Profesor Héctor León García

Porlamar, 2012
                                                                              
 

Belkis, Rogelio y Derlis recorren los bloques, las casas y el espacio de la cañada del 23 de enero, uno de los barrios más emblemáticos y populares de Caracas, en un eterno des(encuentro) con la vida y con la muerte todos los días. Nada extraña, todo pasa o puede pasar. Es el sitio ideal de los azares, es la forma habitual del quehacer diario, es el nudo de la mañana, de la tarde y de siempre, en fin, es el barrio caraqueño, ¡Ah! Y es la salsa, la de Fania  –¿hay otra?–, la de los setenta, la dura, la brava, que hace la vida, es el gran Maelo, el Lavoe, el sonido bestial del Richie Ray, y la rumba que engalana las casas, los bloques, los ranchos. Como el título del libro a ser comentado, todo tiene su final, porque el día es el final, o la noche, y “nada dura para siempre”.
    
El texto de Raúl Cazal (1992) explora el barrio, su lenguaje, la periferia pues, y asume su existencia que hace propia, su integración y por supuesto la memoria del otro, que soy yo y eres tu y nosotros, protagonistas de la rumba eterna y peligrosa de las barriadas caraqueñas y su ley.

José Luis Romero, ese agudísimo investigador argentino, en una obra ya clásica: Latinoamérica “Las ciudades y las ideas” (2010) afirma en el capítulo “Las ciudades masificadas” que “después de la crisis mundial de 1930 hubo una ofensiva en Latinoamérica del campo sobre la ciudad, de modo que se manifestó bajo la forma de una explosión urbana” para más adelante agregar que “la ciudad se inundaba y el número de los recién llegados, de los ajenos a la ciudad, siguió creciendo a una velocidad mayor que la que desarrollaron para alcanzar los primeros grados de la integración (323).

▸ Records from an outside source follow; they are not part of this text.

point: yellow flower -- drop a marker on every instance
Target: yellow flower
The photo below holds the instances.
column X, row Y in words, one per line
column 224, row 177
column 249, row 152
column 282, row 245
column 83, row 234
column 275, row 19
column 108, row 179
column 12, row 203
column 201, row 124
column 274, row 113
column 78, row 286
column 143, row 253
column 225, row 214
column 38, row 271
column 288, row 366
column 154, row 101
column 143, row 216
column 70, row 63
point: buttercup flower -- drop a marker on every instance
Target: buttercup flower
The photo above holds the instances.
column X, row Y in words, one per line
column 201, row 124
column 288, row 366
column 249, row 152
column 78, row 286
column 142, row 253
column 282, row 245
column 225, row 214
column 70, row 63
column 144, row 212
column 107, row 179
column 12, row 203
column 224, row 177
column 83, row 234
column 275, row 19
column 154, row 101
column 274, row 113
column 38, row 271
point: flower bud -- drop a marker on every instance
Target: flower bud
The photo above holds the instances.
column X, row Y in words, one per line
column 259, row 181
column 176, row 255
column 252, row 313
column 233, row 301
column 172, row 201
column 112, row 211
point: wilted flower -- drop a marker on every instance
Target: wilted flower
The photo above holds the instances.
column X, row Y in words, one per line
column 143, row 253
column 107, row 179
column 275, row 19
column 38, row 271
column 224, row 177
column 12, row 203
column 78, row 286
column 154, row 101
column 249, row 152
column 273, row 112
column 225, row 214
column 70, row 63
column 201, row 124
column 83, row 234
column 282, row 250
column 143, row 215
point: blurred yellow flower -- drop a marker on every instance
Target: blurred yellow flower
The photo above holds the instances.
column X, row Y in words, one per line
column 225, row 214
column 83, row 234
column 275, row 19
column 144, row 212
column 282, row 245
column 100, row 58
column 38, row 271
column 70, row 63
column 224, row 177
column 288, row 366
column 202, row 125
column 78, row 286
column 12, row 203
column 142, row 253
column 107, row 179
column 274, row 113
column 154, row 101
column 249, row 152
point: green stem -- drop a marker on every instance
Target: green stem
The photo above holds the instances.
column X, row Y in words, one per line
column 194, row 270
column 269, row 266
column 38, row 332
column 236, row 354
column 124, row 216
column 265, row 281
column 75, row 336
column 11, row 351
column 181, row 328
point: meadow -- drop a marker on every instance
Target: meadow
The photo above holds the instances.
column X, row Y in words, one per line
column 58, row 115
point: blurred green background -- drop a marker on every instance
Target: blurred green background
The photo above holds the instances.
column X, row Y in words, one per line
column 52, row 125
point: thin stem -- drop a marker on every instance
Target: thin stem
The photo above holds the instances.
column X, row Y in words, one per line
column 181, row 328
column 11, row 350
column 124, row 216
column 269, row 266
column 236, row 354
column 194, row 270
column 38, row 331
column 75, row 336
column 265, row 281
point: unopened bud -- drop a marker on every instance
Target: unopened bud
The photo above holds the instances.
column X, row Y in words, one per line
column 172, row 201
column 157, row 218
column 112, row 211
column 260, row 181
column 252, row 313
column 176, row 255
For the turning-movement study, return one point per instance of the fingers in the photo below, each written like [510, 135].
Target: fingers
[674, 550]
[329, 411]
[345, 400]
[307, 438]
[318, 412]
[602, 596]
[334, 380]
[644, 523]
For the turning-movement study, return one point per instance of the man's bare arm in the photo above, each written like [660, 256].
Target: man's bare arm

Ya en los años setenta las barriadas estaban asentadas, y es el mismo Romero quien afirma que “urbanísticamente  esas zonas aseguraron la continuidad de una ciudad que tendía a extenderse periféricamente, socialmente fueron el hogar de ciertas avanzadas de los grupos inmigrantes que hicieron allí (…) los primeros ensayos de su integración” (353).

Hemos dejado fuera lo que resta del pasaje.